Ternyata gerombolan yang membuatku penasaran dan tak beranjak dari posisiku itu sedang melakukan prosesi yang biasa orang sebut - sebut sebagai demo! Dan aku sama sekali tak tahu, siapa "Mas Sudarno" yang selalu di sebut - sebut dalam tiap orasi anak - anak muda tadi!

Hingga akhirnya, barisan itupun mulai berjalan perlahan.... diiringi rasa miris di hatiku....
Karna baru kusadari, di barisan paling belakang, ada segolongan orang - orang (dari penampilannya terlihat jelas mereka orang kampung) yang telah berumur cukup alias berusia senja, dan aku menyangsikan... apa mereka benar - benar tahu & paham dengan apa yang mereka lakukan sekarang.

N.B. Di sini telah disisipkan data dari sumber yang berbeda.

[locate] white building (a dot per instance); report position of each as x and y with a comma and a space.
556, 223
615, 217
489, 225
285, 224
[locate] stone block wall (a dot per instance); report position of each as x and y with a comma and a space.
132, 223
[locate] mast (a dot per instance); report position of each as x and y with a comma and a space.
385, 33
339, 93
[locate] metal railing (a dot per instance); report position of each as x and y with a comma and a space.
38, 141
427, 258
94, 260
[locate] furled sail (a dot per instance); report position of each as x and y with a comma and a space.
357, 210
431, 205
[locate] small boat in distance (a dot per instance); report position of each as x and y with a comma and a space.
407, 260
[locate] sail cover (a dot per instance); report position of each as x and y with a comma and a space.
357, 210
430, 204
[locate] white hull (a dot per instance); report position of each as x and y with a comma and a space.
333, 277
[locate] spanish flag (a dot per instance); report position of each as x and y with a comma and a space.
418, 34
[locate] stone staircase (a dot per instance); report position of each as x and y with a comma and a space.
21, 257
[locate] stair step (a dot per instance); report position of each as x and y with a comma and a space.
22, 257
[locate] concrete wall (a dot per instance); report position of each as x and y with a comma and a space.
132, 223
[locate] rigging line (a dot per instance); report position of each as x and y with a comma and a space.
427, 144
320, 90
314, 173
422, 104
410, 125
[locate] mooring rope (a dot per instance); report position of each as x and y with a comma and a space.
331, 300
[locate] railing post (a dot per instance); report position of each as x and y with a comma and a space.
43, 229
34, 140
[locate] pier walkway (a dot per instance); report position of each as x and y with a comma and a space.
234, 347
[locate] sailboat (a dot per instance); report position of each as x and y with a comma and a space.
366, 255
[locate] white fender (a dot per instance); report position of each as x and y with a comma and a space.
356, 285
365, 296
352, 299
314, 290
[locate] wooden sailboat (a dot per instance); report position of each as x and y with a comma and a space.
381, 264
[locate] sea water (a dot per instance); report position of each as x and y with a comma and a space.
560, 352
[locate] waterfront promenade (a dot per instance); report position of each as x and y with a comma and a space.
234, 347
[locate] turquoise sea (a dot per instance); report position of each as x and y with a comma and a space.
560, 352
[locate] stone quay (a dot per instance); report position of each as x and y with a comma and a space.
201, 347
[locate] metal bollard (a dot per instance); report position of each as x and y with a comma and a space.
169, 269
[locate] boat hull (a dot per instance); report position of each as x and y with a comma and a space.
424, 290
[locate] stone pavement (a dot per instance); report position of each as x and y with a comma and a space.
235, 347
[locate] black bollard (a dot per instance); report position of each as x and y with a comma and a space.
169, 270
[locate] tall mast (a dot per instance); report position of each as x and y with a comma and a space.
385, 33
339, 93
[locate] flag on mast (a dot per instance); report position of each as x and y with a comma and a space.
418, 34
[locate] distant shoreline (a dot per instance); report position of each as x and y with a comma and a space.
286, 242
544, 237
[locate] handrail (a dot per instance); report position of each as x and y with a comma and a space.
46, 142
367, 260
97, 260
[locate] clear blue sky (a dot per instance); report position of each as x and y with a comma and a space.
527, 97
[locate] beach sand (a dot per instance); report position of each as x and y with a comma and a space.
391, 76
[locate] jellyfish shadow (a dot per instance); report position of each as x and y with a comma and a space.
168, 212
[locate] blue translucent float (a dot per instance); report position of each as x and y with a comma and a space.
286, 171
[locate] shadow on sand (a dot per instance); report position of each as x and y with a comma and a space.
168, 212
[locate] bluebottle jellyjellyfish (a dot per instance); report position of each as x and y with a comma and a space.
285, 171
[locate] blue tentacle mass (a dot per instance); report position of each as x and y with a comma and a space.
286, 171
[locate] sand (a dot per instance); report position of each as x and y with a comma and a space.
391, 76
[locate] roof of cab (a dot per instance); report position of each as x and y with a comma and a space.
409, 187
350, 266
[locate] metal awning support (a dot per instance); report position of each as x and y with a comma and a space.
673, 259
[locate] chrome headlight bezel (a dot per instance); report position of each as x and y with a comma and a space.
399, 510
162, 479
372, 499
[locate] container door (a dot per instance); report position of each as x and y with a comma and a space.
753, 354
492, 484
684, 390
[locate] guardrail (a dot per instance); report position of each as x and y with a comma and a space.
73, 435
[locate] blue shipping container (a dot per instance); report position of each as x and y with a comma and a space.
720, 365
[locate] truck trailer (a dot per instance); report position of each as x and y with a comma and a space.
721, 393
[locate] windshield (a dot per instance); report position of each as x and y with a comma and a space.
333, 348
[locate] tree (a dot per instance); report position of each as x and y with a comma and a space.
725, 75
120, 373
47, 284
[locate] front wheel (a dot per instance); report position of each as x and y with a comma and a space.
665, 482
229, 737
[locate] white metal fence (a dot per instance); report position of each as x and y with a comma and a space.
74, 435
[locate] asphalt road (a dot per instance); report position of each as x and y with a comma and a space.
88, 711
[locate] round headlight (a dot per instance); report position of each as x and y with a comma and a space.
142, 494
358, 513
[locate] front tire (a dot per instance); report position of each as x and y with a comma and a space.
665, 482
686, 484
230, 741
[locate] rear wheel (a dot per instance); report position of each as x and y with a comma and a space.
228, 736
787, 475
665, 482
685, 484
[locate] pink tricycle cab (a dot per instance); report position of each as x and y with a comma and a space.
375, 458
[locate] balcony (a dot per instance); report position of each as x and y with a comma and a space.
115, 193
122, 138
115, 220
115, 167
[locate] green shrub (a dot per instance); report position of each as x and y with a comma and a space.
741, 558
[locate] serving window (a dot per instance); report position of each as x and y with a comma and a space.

Tak menutup kemungkinan, lelaki - lelaki tua itu... anak - anak SD yang seharusnya masih belajar & bersekolah di jam - jam itu, hanya dijadikan alat peramai atau penarik simpati dengan imbalan beberapa lembar kertas saja.

Jika mereka mendemokan tentang hukum yang bisa dibeli dengan uang.... hati kecilku berorasi tentang.... suara - suara yang juga dengan murahnya diperjual belikan! Ironis lagi, itu justru dihadirkan dari kalangan mereka yang awam.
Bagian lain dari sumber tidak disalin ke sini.